Fourteen-year-old Ben Brauen, a student at Autistic Services Inc. of Williamsville, NY, recently re-imagined the classic work on a giant 4-foot canvas. In his interpretation, which became the centerpiece of a month-long exhibition at the Albright Knox Art Gallery in Buffalo, Ben recasts the subject as an African American beauty, positioned amid a celebration of primary and secondary colors.
In its modest way, Ben's painting has become as intriguing as Vermeer's original — a rare work of art that satisfies aesthetically while sparking lively dialog about its subject and artist.
"It looks a lot like my grandmother when she was younger," says Ben's mother, Stephanie. "Ben's maternal great-grandmother's heritage is with Bahamian slaves who ended up with the Seminoles in Florida, and the Blackfeet Native American tribe. Ben may have internalized the stories she's told of her heritage, and this came out in the painting. Ben is very intelligent and very close to his great grandmother, even though he has limited verbal skills."
Diagnosed with Autism at a young age, Ben attends school at Autistic Services five days a week. The agency offers educational and quality of life programs to help people with Autism learn to function in a society that was never tailored to them. Approaching Autism as a culture that has much to contribute, Autistic Services attempts to provide a platform for artists to express themselves to their communities through its Arts Work program.
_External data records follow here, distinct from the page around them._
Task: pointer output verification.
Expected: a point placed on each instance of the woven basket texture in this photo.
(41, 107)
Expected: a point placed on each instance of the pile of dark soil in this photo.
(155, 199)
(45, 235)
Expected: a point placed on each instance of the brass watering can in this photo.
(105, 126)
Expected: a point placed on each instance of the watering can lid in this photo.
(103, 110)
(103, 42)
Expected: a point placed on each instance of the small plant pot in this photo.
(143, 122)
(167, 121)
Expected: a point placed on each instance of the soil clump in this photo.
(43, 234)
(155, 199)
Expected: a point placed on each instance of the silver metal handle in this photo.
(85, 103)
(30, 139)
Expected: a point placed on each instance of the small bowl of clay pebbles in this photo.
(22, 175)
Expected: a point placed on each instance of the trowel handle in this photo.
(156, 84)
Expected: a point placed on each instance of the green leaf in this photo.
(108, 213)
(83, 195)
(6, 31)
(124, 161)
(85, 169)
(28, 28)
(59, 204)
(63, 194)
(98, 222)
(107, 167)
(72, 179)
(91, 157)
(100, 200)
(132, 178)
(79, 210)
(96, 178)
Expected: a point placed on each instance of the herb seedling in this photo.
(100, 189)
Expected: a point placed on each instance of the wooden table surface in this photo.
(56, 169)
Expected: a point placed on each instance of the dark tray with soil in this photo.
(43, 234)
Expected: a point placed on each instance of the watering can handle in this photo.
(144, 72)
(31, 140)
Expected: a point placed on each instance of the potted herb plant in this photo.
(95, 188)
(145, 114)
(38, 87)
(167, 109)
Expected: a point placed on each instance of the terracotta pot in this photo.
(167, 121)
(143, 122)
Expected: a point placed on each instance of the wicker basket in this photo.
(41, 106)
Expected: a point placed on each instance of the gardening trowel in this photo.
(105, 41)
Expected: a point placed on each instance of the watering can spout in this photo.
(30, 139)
"The philosophy of the art program and the agency as a whole is to celebrate what's there, not to 'fix' something," says Autistic Services Teaching Artist Dana Ranke, Ben's art teacher. "The most meaningful part is that Ben is engaged in an art-making process he has chosen, and that he is at peace while he is drawing and painting. Art is purely an outlet for Ben to express his gift."
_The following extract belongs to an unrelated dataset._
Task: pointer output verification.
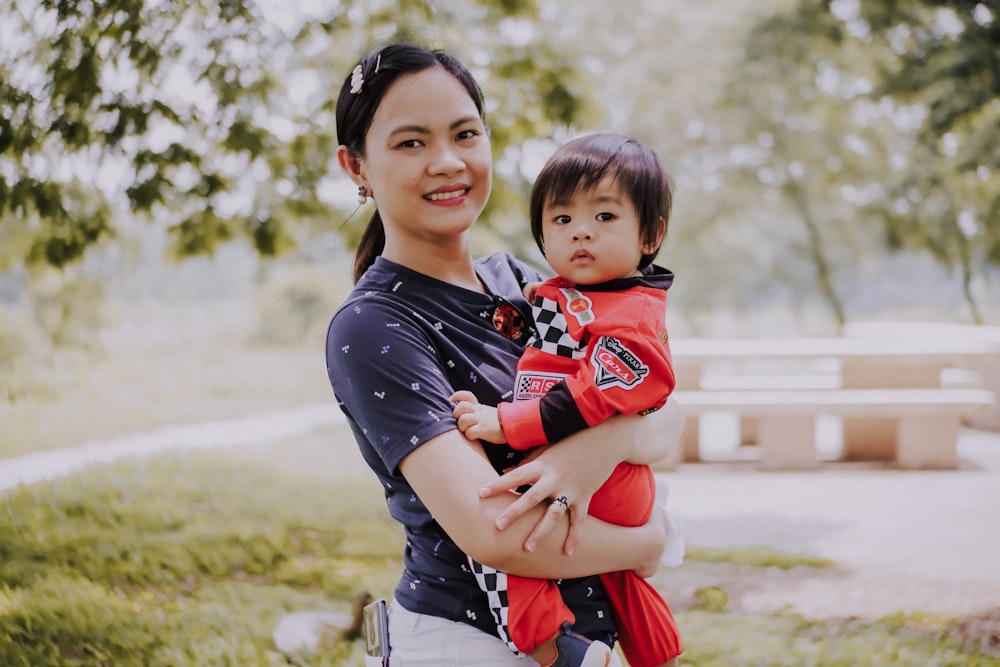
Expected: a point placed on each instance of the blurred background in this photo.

Dana has worked with Ben for three years, and says, "it was evident from day one by the way that he handled paint, his use of textures, and his bold shapes that his work was very special."
For his take on The Girl with a Pearl Earring, Ben used an overhead projector to magnify Vermeer's original onto a oversized canvas, where he penciled a general outline of the features that served as a foundation for his work, which he would bring to life using bright acrylic paints.
"He just took it and ran with it," Dana explains. "It was fun watching it evolve. It just wowed everyone. There was something new every day."
Dana selected Ben's finished painting as the featured piece for the Arts Work for Autistic Services exhibition at the Albright Knox Art Gallery, which included works by 16 student artists from the school during its September 1-28 run. Ben's piece was also used in all advertising for the event, including being featured in Artvoice, Buffalo's leading weekly publication covering arts and entertainment.
"I am just so darn proud of him, and remember when he was four," says Jody Dumbleton, a service coordinator for The Arc of Livingston-Wyoming who has worked with Ben for more than 10 years. "I've had the opportunity to see him grow and develop, even with sensory and other challenges. Creating artwork appears to be soothing and calming for Ben, and a powerful avenue for his self expression."
As with the original Vermeer work, it might be difficult to pin down Ben's inspiration. But according to his dad, the piece accomplishes much more than that, by providing meaningful insight into his son's creative abilities.
"All I can say is that I've never seen him create anything before that's quite like it," says Ben, Sr., whose Arcade, NY apartment walls are adorned with images of cars and comic book heroes colored by his son. "Ben loves to color, and he has always had an artistic side, but the Pearl Earring portrait is the best that I've ever seen him do."